Alaska News

Lawsuit accuses Alaska’s Medicaid program of discriminating against transgender residents

Three Alaskans are challenging the legality of a rule in the state’s Medicaid program that excludes transgender Alaskans in the program from coverage for transition-related health care.

Swan Being, Robin Black and Austin Reed are suing Alaska Department of Health and Social Services Commissioner Adam Crum and the department, arguing that the exclusion is a civil rights violation.
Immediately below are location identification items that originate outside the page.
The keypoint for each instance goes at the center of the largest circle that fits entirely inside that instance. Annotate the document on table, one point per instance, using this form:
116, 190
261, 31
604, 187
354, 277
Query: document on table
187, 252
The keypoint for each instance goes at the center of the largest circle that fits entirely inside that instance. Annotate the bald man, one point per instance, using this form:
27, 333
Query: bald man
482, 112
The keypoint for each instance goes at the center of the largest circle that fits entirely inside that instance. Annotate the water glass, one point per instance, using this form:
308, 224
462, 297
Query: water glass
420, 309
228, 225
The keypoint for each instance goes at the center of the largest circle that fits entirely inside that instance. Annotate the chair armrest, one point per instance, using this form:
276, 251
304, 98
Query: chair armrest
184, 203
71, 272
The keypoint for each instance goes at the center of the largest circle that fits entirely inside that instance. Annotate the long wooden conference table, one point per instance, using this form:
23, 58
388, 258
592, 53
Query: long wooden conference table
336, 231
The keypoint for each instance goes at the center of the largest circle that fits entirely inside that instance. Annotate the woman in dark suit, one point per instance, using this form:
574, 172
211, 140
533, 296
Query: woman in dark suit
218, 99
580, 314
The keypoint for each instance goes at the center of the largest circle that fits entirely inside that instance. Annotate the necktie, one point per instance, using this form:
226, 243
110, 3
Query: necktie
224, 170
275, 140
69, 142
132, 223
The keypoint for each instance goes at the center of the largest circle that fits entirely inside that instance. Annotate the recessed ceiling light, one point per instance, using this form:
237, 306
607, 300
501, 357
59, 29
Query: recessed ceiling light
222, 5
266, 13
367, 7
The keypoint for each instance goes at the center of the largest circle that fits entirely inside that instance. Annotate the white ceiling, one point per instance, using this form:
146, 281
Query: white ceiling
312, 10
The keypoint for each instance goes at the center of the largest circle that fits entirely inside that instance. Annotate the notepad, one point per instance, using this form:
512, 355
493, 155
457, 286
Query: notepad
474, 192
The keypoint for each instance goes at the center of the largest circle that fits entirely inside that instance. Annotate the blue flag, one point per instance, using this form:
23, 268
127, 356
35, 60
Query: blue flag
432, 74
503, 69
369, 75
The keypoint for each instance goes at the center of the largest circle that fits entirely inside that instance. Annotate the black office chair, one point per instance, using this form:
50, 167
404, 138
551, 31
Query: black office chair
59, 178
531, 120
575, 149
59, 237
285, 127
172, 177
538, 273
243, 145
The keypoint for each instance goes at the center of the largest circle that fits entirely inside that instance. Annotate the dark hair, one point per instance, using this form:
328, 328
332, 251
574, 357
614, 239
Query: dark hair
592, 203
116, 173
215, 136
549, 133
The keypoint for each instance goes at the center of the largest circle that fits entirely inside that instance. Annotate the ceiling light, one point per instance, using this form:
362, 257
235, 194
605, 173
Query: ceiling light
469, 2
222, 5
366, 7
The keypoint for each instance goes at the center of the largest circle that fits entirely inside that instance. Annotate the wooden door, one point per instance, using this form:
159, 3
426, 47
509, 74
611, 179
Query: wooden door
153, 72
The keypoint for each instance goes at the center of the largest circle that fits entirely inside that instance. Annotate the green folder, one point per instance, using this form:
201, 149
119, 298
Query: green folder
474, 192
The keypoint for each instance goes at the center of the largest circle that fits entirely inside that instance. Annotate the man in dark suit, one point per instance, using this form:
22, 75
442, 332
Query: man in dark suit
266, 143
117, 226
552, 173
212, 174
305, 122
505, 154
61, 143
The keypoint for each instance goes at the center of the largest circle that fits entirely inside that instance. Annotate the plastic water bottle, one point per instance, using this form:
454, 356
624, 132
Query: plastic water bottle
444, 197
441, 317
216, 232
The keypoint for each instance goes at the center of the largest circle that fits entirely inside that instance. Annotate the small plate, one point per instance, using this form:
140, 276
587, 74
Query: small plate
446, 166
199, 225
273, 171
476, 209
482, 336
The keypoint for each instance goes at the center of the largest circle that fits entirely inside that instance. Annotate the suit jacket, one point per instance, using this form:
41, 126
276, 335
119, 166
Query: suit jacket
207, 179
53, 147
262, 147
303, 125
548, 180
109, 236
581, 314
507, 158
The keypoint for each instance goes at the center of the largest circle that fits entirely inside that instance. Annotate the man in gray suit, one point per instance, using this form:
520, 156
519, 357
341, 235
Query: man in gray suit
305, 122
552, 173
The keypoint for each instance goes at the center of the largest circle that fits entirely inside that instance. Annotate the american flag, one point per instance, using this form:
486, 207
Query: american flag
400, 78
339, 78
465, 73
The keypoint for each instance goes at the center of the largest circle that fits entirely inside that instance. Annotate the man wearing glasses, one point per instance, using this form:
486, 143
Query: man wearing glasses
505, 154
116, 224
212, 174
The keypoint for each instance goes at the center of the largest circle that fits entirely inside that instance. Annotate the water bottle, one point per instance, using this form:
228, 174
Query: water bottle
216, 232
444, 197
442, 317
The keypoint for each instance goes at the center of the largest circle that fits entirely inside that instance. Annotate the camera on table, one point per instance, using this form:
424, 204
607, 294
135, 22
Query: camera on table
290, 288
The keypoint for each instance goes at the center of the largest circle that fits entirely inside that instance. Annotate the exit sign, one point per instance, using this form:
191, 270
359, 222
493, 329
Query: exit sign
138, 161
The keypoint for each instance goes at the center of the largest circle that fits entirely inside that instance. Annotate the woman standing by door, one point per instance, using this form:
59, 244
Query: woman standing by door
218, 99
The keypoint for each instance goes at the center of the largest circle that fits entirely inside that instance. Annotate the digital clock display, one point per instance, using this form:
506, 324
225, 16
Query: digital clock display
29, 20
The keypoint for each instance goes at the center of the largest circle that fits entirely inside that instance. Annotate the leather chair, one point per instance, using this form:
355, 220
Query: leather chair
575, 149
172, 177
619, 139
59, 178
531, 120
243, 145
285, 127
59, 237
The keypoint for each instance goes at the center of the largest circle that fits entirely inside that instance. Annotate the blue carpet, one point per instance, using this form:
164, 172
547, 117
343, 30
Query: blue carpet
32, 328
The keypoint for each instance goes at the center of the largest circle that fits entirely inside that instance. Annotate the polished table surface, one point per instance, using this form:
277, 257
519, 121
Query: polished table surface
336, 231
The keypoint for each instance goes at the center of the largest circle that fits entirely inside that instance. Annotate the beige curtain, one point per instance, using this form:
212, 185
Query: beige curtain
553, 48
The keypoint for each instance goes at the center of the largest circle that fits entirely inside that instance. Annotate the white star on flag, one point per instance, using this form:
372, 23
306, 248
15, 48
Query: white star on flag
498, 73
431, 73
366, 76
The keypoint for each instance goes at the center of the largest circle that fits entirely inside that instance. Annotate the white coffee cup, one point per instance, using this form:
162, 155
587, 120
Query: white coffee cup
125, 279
The lawsuit is an amended version of one filed last year. The parties are now in discussions in hopes of reaching a settlement.

Alaska is one of 10 states with a Medicaid program that explicitly excludes this type of coverage.

“Not only do the (state) regulations discriminate on the basis of sex, they also lack any rational basis," the lawsuit states. “The regulations fly in the face of the medical consensus that gender-confirming medical care is the only safe and effective treatment for gender dysphoria.”

Gender dysphoria is classified by the Diagnostic and Statistical Manual of Mental Disorders as “the clinically significant distress or impairment in social, occupational, or other areas of function associated with the incongruence between a transgender person’s gender identity and assigned sex."

The lawsuit describes incidents where the three plaintiffs sought care and were told Alaska Medicaid would not cover it.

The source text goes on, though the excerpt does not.